(Un)Check All using #KnockoutJS

Published on Apr 23, 2015 by Jamie Munro

When I wrote Knockout.js: Building Dynamic Client-Side Web Applications I was trying to focus on demonstrating specific things, such as custom bindings, extending observables, etc. Unfortunately this didn't leave room for what I would call "random" examples of things that I do on a semi-regular basis. This blog post will demonstrate how to create a (un)check all list of checkboxes.

If I haven't said it before, examples like this are why I love working with Knockout.js on a daily basis. This example is accomplished in under 50 lines of code, with most of it being whitespace for readability!

The following example assumes you understand how to install Knockout.js and have a brief understanding of Knockout ViewModels. If you are looking for a good introduction *cough* *cough*, my book does an excellent job of it ;)

Problem


You have a list of elements - such as emails or any other list of data - and you want to provide the user a one-click button to select (or unselect) all items in the list. A nice added bonus, you want to automatically update the "global" checkbox indicating when all items are checked (and unchecking it when all items are not checked).

Solution


This problem can be solved by leveraging a computed observable. With Knockout.js, computed observables are re-evaluated each time an observable variable changes in the computed function. To avoid a circular reference, a writable computed observable will be used to force the (un)checking of all items.

This example is using Knockout.js version 3.3; however, it should be compatible with older versions as well.


Discussion


Firstly, be sure you have the Knockout.js library - this example assumes it is in the same folder as the example file, be sure to update it as necessary.

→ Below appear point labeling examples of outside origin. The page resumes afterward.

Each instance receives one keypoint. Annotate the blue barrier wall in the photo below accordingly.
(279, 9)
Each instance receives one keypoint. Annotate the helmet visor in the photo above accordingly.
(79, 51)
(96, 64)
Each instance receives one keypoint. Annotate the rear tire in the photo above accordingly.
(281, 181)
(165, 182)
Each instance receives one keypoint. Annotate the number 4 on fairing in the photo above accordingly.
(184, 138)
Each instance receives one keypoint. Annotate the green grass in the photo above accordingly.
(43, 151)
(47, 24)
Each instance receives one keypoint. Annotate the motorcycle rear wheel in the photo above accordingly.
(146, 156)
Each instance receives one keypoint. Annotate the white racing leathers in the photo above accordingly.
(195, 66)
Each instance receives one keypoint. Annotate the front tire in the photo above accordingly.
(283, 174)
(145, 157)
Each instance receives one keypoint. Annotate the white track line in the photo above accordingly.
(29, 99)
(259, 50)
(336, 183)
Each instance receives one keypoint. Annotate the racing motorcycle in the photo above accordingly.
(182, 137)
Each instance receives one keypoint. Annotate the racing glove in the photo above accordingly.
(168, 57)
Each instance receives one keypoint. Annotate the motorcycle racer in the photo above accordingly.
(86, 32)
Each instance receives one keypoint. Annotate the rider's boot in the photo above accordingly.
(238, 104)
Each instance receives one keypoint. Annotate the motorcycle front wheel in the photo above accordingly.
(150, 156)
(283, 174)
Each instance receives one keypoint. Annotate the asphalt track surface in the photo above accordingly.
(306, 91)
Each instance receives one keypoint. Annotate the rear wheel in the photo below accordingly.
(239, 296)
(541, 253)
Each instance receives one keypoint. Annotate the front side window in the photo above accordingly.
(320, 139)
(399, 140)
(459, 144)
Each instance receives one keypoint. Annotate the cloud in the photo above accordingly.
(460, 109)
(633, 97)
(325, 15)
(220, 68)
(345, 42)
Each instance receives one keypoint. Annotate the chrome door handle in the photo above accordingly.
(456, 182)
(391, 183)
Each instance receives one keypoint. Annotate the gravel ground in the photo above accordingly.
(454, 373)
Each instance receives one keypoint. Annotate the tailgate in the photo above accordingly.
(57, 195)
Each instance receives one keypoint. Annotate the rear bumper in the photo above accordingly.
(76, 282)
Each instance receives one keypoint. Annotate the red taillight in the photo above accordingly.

To accomplish the checking/unchecking of all items, two key ingredients are required:

- A checkbox that allows the user to check/uncheck all items
- A list of checkboxes that can be individually selected or automatically selected (unselected) by the global checkbox

Before continuing with any further explanations, let's look at the finished code:


<html>
<head></head>
<body>
<form>
<input type="checkbox" name="checkall" data-bind="checked: checkall" />

<ul>
<!-- ko foreach: items -->
<li><input type="checkbox" name="selectedItems" data-bind="checked: $parent.selectedItems, attr: { value: value }" /></li>
<!-- /ko -->
</ul>
</form>

<script src="knockout.js"></script>
<script>
function ViewModel() {
var self = this;

self.items = [
{ id: 1, value: 1 },
{ id: 2, value: 2 },
{ id: 3, value: 3 },
{ id: 4, value: 4 },
{ id: 5, value: 5 }
];

self.selectedItems = ko.observableArray();

self.checkall = ko.computed({
read: function() {
return self.items.length == self.selectedItems().length;
},
write: function(newValue) {
self.selectedItems([]);

if (newValue) {
for (var i = 0; i < self.items.length; i++)
self.selectedItems.push(self.items[i].value.toString());
}
}
});
};

var viewModel = new ViewModel();
ko.applyBindings(viewModel);
</script>
</body>
</html>


Inside the HTML body, the first checkbox is defined. It contains a data-binding to the computed observable checkall - more on this in a minute. Next, an unordered list is defined that performs a foreach data-binding on an array of items.  The checkbox within each element is data bound to the selectedItems array.  As items are selected (unselected), the values will be added and removed from the array. This completes the basic HTML. In your example, this would require additional styling to show more information about each item.

After the HTML comes the JavaScript. The Knockout.js library is included followed by the ViewModel that Knockout will be bound too.

The ViewModel does three things. The first defines the array of items that are applied to the foreach data-binding. Because this list does not change, it is a basic JavaScript array and not an observable array. Next an observable array is defined for the list of items that are checked via the checkboxes (or from the global check all). This is the array you will wish to interact with after the user performs action on the set of selected items, e.g. delete the selected emails.

The final piece of the ViewModel is the computed observable called checkall. This is a writable computed observable that allows the computed value to be forcibly overwritten. Inside this computed observable, two properties are defined. The value when read and the value when written. The global checkbox is data bound to the computed observable. This means that when the length of the items array is equal to the length of the selectedItems observable array, the checkbox will be checked automatically. Like-wise, if it does not match, the checkbox will be unchecked.

When the user selects the global checkbox, the write property is called with either true or false depending on if the checkbox is checked or not. When the write function is called, it clears the selectedItems array and if the global checkbox is checked, the array of items are looped through and the value is added to the selectedItems observable array.

When the user either uses the global check all or manually selects all items, the check all checkbox will be checked. If at any time, all items are not checked, the check all checkbox will remain unchecked.

The complete source code is available at GitHub.